1. A visualizing agent used for staining a Bonghan duct inside a lymphatic vessel which comprises a Janus Green B (JGB).

2. The visualizing agent according to claim 1, wherein the agent is used for visualizing the Bonghan duct in situ or in vivo.

3. The visualizing agent according to claim 2, wherein the agent visualize the Bonghan duct by heavier staining than other lymphatic tissue.

4. The visualizing agent according to claim 1, wherein the agent is a JGB-containing solution.

5. The visualizing agent according to claim 4, wherein the JGB-containing solution includes 0.01 to 10 (w/v) % of JGB in ethyl alcohol or saline.

6. A method of visualizing a Bonghan duct inside a lymphatic vessel which comprises injecting a Janus Green B (JGB)-containing solution into the lymphatic tissue to be stained, and conducting a microscopy observation.

7. The method according to claim 6, wherein the JGB-containing solution includes 0.01 to 10 (w/v) % of JGB.

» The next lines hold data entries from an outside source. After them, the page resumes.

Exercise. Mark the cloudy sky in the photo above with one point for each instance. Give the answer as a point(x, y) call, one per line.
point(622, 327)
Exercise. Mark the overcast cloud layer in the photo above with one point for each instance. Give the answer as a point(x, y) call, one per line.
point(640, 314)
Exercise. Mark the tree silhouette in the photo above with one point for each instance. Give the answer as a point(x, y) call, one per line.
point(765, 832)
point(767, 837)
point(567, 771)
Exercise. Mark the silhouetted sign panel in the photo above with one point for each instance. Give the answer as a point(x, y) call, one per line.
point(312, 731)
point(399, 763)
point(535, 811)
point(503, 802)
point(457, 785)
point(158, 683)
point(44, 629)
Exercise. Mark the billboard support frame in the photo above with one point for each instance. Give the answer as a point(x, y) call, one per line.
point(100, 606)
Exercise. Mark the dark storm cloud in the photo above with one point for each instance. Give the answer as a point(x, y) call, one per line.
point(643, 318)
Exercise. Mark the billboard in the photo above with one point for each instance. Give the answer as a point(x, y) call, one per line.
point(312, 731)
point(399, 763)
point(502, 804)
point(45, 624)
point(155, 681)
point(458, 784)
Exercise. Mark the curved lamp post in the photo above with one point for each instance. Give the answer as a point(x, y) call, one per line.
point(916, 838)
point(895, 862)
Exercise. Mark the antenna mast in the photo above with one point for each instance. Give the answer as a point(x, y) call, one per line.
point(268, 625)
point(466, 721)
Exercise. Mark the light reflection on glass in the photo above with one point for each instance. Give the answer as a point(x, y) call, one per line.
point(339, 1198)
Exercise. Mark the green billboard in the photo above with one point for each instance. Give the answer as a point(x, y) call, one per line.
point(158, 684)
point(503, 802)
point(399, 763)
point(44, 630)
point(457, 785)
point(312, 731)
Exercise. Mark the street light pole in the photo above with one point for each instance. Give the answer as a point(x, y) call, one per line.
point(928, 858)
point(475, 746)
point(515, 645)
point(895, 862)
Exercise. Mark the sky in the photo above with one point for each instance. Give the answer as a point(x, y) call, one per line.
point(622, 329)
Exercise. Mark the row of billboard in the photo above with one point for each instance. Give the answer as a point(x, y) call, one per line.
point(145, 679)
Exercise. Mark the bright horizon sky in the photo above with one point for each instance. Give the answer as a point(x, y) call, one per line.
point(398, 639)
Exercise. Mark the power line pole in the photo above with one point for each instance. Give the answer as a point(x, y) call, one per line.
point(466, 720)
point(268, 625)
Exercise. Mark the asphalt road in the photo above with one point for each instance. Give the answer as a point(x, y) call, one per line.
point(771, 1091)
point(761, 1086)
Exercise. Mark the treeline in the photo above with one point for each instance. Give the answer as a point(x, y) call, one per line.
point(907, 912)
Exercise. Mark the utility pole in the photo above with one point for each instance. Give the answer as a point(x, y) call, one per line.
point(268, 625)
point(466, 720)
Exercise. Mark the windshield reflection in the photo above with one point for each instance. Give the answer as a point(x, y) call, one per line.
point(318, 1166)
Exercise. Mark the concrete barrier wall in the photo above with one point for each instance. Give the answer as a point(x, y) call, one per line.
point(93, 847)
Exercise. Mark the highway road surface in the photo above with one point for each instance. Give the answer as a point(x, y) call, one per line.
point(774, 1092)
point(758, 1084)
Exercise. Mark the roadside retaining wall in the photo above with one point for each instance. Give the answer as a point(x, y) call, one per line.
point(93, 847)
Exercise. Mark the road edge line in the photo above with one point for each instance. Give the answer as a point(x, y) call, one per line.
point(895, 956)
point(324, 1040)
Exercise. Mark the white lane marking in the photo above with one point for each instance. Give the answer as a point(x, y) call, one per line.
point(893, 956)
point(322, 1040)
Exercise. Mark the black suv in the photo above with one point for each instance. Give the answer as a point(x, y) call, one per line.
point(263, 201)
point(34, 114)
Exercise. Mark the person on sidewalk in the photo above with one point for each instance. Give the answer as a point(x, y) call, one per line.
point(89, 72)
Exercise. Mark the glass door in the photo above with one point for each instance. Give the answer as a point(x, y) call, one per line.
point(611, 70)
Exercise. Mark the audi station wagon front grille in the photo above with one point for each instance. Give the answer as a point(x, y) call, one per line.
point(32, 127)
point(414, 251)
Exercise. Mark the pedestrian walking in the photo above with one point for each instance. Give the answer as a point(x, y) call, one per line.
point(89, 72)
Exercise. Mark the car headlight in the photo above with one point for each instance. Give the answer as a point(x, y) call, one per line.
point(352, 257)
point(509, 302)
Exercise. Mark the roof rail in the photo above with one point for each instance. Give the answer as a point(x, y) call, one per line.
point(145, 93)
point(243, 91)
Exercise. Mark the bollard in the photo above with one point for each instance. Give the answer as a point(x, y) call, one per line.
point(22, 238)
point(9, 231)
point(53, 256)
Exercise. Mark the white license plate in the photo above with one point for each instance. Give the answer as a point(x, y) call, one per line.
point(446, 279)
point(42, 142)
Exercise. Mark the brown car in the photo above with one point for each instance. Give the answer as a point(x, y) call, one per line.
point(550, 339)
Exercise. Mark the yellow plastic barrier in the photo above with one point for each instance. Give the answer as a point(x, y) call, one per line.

8. The method according to claim 6, wherein the JGB stains the Bonghan duct in situ or in vivo.

9. The method according to claim 6, wherein the microscopy observation is performed with a stereomicroscope, a light microscope, a confocal laser scanning microscope (CLSM), or cryo scanning electron microscope (Cryo-SEM).

10. The method according to claim 6, wherein the method further comprises hematoxyline and eosin staining of the Bonghan duct after the injection of a JGB to the lymphatic tissue.

11. The method according to claim 10, wherein the microscopy observation is performed with a light microscope.

12. The method according to claim 6, wherein the method further comprises an acridine orange staining of the Bonghan duct after the injection of a JGB to the lymphatic tissue.

13. The method according to claim 12, wherein the microscopy observation is performed with a confocal laser scanning microscope.